As pork producers build and expand the facilities, neighboring farmers have complained their rights are being trampled while waste spills poison local streams and sickening gases ruin families’ lives and property values.
“I represent farmers in my district who say there’s a problem,” state Sen. David Koehler, D-Peoria, said at Tuesday’s nearly 3-hour hearing.
Koehler is part of a subcommittee of three Downstate legislators reviewing livestock facility laws. In March, he introduced a set of new bills that would tighten Illinois’ environmental protections, allow local citizens more input in the permitting process and give nearby residents standing to challenge the massive facilities in court.
The hearing and Koehler’s bills came in response to the Chicago Tribune’s 2016 investigation, “The Price of Pork,” which sparked calls for reform from lawmakers including U.S. Sen. Dick Durbin as well as local efforts to halt or slow the construction of new facilities. The series found that hog waste spills accounted for nearly half of the 1 million fish killed in Illinois water pollution incidents from 2005 to 2014 and impaired 67 miles of rivers and waterways during that time.
Holding thousands of pigs and sometimes producing millions of gallons of manure annually, the operations now account for well over 90 percent of Illinois’ $1.5 billion in annual hog sales.
Neighboring farmers have told the Tribune that their lives and property values were ruined by gases from the giant confinements. Hog waste releases hydrogen sulfide and ammonia, which can cause respiratory illness when mixed with airborne animal dander and fecal dust, public health studies have found.
But at Tuesday’s hearing, state Department of Agriculture Deputy Director Warren Goetsch praised Illinois’ 1996 Livestock Management Facilities Act, which has been criticized for failing to keep pace with the dramatic growth of swine confinements.
“I believe that the safeguards of the LMFA have been very effective,” Goetsch testified.
It was only under persistent questioning by Koehler that state Environmental Protection Agency official David Ginder acknowledged his agency does not know how many large hog confinements exist in the state, or where many of them are located – a loophole that critics say makes it nearly impossible to monitor and regulate the factorylike operations.
At the hearing, critics cited laws and policies in surrounding agricultural states – including Iowa, Indiana and Wisconsin – that offer more transparency and local control but still support a vibrant livestock industry.

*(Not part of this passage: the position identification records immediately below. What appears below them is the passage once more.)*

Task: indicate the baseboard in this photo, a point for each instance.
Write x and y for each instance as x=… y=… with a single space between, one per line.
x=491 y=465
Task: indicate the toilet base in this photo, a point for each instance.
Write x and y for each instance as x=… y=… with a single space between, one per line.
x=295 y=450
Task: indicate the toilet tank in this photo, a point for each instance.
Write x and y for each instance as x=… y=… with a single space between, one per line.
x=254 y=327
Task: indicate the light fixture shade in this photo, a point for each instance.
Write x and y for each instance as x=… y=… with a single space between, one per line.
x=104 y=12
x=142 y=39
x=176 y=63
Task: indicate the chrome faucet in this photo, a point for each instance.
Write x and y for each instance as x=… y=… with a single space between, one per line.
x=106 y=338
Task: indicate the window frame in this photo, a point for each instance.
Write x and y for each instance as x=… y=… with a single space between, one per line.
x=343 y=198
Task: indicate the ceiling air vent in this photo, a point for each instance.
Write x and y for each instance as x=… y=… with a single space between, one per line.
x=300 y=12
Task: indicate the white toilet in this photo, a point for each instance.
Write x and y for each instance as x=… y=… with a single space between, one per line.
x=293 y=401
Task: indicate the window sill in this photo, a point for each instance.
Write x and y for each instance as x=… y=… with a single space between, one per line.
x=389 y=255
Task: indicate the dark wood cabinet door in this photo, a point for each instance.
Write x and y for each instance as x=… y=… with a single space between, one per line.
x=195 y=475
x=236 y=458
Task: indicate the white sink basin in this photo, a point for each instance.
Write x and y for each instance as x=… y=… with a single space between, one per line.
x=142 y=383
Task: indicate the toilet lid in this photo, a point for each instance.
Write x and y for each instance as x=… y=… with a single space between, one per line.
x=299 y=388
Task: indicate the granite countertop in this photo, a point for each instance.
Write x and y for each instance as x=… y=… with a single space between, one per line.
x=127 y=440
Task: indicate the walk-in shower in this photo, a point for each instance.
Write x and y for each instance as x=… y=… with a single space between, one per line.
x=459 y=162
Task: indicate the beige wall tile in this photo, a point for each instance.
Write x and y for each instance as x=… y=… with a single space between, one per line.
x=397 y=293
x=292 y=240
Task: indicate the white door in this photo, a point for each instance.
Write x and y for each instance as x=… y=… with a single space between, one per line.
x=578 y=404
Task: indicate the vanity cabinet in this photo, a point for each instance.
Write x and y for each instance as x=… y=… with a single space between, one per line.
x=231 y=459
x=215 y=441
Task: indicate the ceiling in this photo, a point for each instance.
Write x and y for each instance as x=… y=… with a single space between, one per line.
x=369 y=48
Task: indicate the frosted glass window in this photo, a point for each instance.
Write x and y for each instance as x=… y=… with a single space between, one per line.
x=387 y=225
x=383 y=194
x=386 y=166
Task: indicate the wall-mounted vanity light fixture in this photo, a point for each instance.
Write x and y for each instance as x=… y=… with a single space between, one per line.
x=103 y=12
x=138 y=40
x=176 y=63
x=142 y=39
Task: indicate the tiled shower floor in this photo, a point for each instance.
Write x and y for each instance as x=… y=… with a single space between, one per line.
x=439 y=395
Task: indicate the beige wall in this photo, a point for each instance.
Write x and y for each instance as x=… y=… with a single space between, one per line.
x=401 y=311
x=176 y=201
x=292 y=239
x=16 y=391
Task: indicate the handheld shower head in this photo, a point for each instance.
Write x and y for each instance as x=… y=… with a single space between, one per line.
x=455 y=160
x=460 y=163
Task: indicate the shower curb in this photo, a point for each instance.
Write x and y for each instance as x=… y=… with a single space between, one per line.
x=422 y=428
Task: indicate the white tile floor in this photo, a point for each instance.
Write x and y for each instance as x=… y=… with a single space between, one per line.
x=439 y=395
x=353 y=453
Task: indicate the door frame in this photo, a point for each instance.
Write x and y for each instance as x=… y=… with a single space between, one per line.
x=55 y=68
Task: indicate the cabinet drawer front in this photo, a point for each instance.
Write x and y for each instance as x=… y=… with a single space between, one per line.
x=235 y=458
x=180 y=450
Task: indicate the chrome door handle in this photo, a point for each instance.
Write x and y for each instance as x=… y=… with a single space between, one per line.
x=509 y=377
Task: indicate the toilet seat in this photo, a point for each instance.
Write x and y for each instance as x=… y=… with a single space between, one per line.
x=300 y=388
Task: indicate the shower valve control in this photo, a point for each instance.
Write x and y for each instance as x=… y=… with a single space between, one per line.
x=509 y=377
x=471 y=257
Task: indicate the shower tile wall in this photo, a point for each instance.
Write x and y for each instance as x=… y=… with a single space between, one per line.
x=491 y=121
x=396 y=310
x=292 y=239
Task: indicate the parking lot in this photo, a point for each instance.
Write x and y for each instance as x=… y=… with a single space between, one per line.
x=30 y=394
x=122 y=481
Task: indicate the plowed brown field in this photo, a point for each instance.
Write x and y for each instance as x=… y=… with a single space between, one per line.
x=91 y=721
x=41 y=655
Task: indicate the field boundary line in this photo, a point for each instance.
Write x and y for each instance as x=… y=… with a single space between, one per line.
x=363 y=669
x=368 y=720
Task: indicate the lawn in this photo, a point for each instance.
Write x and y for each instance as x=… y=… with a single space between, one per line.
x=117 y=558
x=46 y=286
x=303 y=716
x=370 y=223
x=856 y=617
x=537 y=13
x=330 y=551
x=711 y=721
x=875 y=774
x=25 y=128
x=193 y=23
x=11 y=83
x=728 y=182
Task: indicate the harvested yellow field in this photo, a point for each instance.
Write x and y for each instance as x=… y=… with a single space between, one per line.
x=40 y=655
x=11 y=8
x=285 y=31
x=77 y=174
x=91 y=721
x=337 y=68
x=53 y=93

Defending the industry Tuesday were representatives of four family-owned livestock operations who described their tireless efforts to protect the environment and neighboring farm families – as well as the animals they raise.
“Our barns are designed to utilize the latest technology. ... We continue to improve our sustainability,” said Morgan County pork producer Genny Six.
Illinois pork producers carry significant political weight in Springfield and in 2014 shot down an effort to overhaul the livestock act. They, along with other agriculture groups, argue that large livestock confinements provide jobs in rural counties as well as a market for local grain farmers, and help hold down the market price of the most widely consumed meat in the world.